Darkness hovers over this week’s parsha like a plague… the ninth plague in fact! But there is a deeper meaning to this plague of darkness. What is so important about this darkness is what is mentioned right after it:
וַיְהִ֧י חֹֽשֶׁךְ־אֲפֵלָ֛ה בְּכָל־אֶ֥רֶץ מִצְרַ֖יִם שְׁלֹ֥שֶׁת יָמִֽים׃, לֹֽא־רָא֞וּ אִ֣ישׁ אֶת־אָחִ֗יו
“And thick darkness descended upon all the land of Egypt for three days. People could not see one another.”

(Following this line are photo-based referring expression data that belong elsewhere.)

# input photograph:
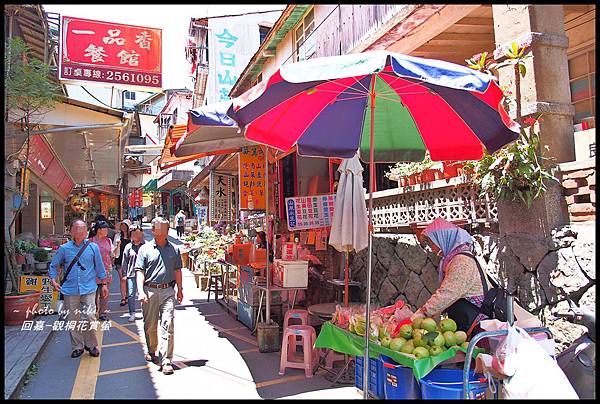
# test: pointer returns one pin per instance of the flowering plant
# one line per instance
(515, 171)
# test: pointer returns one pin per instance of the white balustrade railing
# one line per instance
(455, 200)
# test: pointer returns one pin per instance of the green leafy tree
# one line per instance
(28, 95)
(515, 172)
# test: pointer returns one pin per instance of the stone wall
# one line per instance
(578, 179)
(541, 273)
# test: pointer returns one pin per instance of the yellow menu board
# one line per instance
(252, 178)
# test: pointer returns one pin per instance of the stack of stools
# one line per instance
(215, 284)
(295, 335)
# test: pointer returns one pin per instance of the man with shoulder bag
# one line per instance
(83, 264)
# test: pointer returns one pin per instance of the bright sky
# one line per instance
(174, 20)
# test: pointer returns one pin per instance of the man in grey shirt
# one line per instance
(158, 269)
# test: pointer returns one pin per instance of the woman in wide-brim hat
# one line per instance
(122, 238)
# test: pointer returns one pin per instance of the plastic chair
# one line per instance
(310, 356)
(296, 315)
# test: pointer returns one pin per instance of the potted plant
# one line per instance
(515, 172)
(29, 94)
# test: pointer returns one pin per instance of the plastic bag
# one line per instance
(493, 325)
(533, 373)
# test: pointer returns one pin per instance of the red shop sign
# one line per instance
(110, 53)
(40, 155)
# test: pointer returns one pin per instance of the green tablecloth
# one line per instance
(343, 341)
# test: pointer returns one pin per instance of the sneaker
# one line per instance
(151, 358)
(167, 369)
(76, 353)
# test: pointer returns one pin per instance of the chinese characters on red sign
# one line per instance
(110, 53)
(252, 178)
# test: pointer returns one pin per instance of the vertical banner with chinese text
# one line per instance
(110, 53)
(221, 186)
(252, 178)
(49, 296)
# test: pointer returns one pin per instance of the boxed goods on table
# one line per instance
(290, 274)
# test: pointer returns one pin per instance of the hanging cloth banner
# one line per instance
(252, 178)
(221, 186)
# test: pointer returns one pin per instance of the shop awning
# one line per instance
(88, 139)
(210, 130)
(174, 179)
(151, 186)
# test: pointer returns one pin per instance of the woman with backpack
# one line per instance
(461, 291)
(180, 223)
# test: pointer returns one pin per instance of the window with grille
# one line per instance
(305, 44)
(257, 80)
(263, 31)
(129, 95)
(582, 80)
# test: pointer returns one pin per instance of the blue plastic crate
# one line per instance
(399, 382)
(447, 384)
(376, 376)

V’lo ra’u ish et echav. And the people could not see each other. And we see that within the manifestation plague comes the cause of the plague. The Torah teaches us that darkness really comes when we can’t see each other. When we can’t see what our fellow human beings need. When we don’t acknowledge the humanity in each and every one of us.
The words for this song come from Kabbalat Shabbat, Psalm 96. “Beauty and splendor before the Divine, Strength and majesty in God’s sanctuary.” This phrase “Hod V’hadar,” “Beauty and splendor,” is a phase that is found in scripture almost exclusively in relation to God. But in this case it is used to describe sanctuary instead. The words always get me thinking about what it is that creates beauty and splendor, what creates strength and majesty in God’s sanctuary.
The answer came to me in the form of this melody. It is the people who abide in that sanctuary, choosing to see each other and build the sanctuary together. When we see and acknowledge the humanity in each other, we lift ourselves out of the plague of darkness and our eyes are opened up to the beauty and splendor in this world, in each other. If you listen to this melody, you can here the voices building up together throughout the song. At first soft and tentative, it is the coming together that makes them strong.
On this Shabbat, let us use our eyes and our hearts to raise ourselves out of the darkness and see the humanity in those around us. Let us use our voices to build each other up and to pray.